The bigger problem with the original statement and subsequent apology, alongside as the failure to withdraw the offending (and offensive) ‘statement’ is not so much the breakdown of trust, for this is concerned with inter-church relationships, but the significant collateral damage to the mission of the church.
It is a sobering thought that the actions of the bishops has damaged, significantly damaged, the mission of the church. Put simply many on the pews, on the edges of church, and in our civic communities think that, through the office of her bishops, the church has lost the plot.
People, ordinary people, don’t in reality spend much time listening to the bishops, but not this time. The words and actions of the bishops has caused much conversation both inside and outside the walls of my church buildings. Nobody that I have spoken to has been in any way supportive or sympathetic; quite the reverse in fact. The mission of the church has been significantly damaged by her most ‘senior’ leaders.
Part of the reason for the breakdown in trust and the damage to the mission of the church may well be the way that the bishops exercise governance. The affairs of the College and the House of Bishops seems to be clothed in darkness, undue secrecy and a desire to act and speak in concert as some form of C of E Magisterium. This has led to a cacophony of noise rather than a symphony of sound. We also know that various members of the orchestra are being drowned out. The subtle notes, the nuanced voices, are simply not being heard such is the desire to pursue a misguided theology of collegiality.

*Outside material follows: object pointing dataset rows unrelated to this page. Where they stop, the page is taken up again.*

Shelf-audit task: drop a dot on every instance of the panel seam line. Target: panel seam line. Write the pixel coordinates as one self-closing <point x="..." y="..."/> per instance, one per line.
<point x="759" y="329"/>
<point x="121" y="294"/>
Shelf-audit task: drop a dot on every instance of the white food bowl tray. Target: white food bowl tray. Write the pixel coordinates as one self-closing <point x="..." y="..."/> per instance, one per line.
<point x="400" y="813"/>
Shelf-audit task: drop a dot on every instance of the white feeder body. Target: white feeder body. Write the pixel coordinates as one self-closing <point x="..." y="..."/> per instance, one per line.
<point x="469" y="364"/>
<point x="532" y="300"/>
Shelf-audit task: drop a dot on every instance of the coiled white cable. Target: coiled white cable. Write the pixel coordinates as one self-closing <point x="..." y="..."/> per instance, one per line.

Rowan Williams has recently written that ‘the bureaucratic urge to homogenize is one which Christians have every reason to resist.’ This must surely apply to ‘in house discussions’ in the church and within the College and House of Bishops, for homogenization can only, ultimately, lead to lowest common denominator decisions.
The misguided desire to present a theology of collegiality and homogeneity also poses a risk to the entirety of the governance system. If the bishops are determined to speak with one voice, and to vote in one direction, on substantive issues then the notion of synodical governance ceases to exist with the Church of England becoming both episcopally led and episcopally governed. Is this what we want? Homogeneity deriving from a shallow theology of collegiality is the last thing that a missionally minded church needs.
I am never quite sure I understand why meetings of the bishops are so secretive. Nor do I understand why sensitive issues relating to sexuality (or even just sex) and gender are categorised as ‘deemed business.’ Deemed business is normally listed at the end of an agenda, when fatigue has set in and members want to go home (some will have gone home!) Sensitive, missionally important issues, should surely never be categorised as ‘deemed business?’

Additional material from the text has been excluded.